BODY enters world. Spirit enters body. Go.
FIND a Bible on your parents’ bookshelf. Sneak it into your room and hide it under your pillow.
DREAM about a white unicorn.
GET beaten up at school. Demand an eye for an eye; a tooth for a tooth.
READ Origin of the Species. Become an agnostic. Ask your Sunday School teacher if Adam and Eve “did it.”
READ Nietzche. Become an atheist. Pity a nun.
READ Camus. Become an existentialist. Pity yourself.
JOIN SDS. Go to the Moratorium. Miss the march, but get blasted. Piss in the reflecting pool.
QUIT college. Hitchhike to the Coast. Get a ride with a primal therapist. Go back to Go.
CRASH at a commune. Take LSD. Listen to the earth breathe. Smile the Buddha smile.
GET busted for ripping off a Ravi Shankar album. Get crabs at a love-in. Get indigestion at a Hare Krishna feast.
READ Be Here Now, Tao Te Ching, The Taboo Against Knowing Who You Are, The Autobiography of a Yogi, Memories of an Ex-Prom Queen, the Bhagavad Gita, TV Guide.
TAKE up yoga. Do a headstand on the ceiling at a party.
TAKE up astrology, vegetarianism, witchcraft, Tarot, I Ching, palmistry, organic gardening, hip capitalism, Zen macrobiotics, magazine publishing.
BUY sunglasses and become a dealer. Talk tough but hip. Get burned. Tell your friends you’ll quit as soon as you make enough to go to India.
GO to India.

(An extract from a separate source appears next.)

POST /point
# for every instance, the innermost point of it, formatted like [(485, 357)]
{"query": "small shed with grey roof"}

Get dysentery, worms, lose your traveler’s checks and all your worldly possessions. Meet a wizened old man whose eyes are filled with light. Visa runs out. Return immediately.
VISIT your parents back home. Try to explain, between commercials, how you’ve changed.
MEDITATE, procrastinate, levitate, germinate, salivate, lubricate, fascinate, elevate, communicate.
GROW a tomato. Build a house in the country. Live in the city. Get married. Get divorced. Get married again. Have a child. Drop in. Drop out. Be yourself. Be someone else. Be everybody. Be nobody. Be everything. Be nothing.